Ayah begitu banyak perjuanganmu untukku,,
kau tak pernah kenal kata lelah dalam dirimu meskipun kau merasa rapuh dalam langkahmu.
Kau terus berjuang untuk masa depan anakmu seorang diri. Tanpa sentuhan seorang wanita yang bisa menemani hari-harimu setiap detik.
Tapi kau tak pernah hiraukan itu.
Dan kaupun berjanji pada dirimu sendiri " AKU TAKKAN MENCARI PENDAMPING SEBELUM ANAKKU LULUS SEKOLAH "
Tanpa terasa air mata ini mengalir ketika ku dengar kata-katamu ayah.

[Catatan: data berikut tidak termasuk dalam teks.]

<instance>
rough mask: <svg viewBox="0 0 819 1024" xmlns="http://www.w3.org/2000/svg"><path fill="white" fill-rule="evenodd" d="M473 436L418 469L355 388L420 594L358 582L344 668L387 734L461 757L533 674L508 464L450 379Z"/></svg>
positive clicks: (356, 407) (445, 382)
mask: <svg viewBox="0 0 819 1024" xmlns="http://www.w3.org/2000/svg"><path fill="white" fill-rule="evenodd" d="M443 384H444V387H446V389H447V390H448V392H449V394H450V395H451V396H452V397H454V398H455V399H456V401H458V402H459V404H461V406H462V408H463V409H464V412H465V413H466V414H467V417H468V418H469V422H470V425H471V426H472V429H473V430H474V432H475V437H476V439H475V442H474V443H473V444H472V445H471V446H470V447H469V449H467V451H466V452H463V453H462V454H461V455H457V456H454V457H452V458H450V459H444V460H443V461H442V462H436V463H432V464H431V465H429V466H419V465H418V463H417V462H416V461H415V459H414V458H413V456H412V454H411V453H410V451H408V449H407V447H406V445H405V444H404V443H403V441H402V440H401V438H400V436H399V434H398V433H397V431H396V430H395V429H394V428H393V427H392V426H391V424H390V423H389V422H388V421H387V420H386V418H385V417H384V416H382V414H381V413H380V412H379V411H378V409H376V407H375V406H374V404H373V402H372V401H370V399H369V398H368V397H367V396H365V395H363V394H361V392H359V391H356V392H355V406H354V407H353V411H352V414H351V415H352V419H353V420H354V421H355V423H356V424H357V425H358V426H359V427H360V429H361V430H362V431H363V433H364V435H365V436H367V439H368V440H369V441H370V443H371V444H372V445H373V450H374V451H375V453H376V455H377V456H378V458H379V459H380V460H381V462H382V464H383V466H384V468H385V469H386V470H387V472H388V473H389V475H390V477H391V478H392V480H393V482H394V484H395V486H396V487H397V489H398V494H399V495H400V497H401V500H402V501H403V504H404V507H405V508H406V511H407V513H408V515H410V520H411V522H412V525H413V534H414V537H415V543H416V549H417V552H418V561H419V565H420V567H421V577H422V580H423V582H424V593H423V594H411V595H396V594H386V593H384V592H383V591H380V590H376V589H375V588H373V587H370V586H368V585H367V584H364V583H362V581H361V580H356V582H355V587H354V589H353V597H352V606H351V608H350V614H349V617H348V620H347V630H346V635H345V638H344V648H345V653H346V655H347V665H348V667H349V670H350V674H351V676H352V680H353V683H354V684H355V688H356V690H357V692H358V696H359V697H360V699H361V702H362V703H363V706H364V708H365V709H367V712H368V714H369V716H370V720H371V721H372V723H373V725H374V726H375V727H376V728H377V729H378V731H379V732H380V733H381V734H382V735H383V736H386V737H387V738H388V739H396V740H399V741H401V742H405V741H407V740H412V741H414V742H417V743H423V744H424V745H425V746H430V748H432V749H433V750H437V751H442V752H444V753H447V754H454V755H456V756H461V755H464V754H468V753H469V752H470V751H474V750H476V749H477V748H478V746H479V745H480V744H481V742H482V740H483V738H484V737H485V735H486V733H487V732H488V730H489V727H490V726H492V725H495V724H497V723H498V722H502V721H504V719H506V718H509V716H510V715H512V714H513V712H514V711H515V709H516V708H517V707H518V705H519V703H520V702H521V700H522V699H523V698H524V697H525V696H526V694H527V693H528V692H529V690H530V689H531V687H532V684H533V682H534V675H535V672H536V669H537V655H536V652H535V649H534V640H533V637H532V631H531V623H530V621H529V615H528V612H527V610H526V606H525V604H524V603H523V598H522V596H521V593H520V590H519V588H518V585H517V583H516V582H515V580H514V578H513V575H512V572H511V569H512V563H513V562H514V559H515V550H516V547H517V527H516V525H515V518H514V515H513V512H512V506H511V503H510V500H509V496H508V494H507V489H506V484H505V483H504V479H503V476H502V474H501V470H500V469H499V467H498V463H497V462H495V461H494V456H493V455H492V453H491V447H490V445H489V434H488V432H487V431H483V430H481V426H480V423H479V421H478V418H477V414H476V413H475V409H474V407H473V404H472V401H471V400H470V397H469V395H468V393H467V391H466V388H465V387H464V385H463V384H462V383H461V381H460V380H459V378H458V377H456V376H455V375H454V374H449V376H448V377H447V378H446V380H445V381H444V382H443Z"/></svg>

Hujan, angin, badai..kau lalui sendiri demi anakmu. Aku menangis dalam hati aku merasa kehampaan dalam hidup ini, setelah mama pergi kini aku harus berpisah denganmu.
setiap hari selalu menengok ke pintu berharap ada ayah di balik pintu itu.
Ayah, terima kasih atas semua pengorbananmu selama belasan tahun.
Aku yakin kita bisa bertahan walau tanpa bintang dalam hidup kita.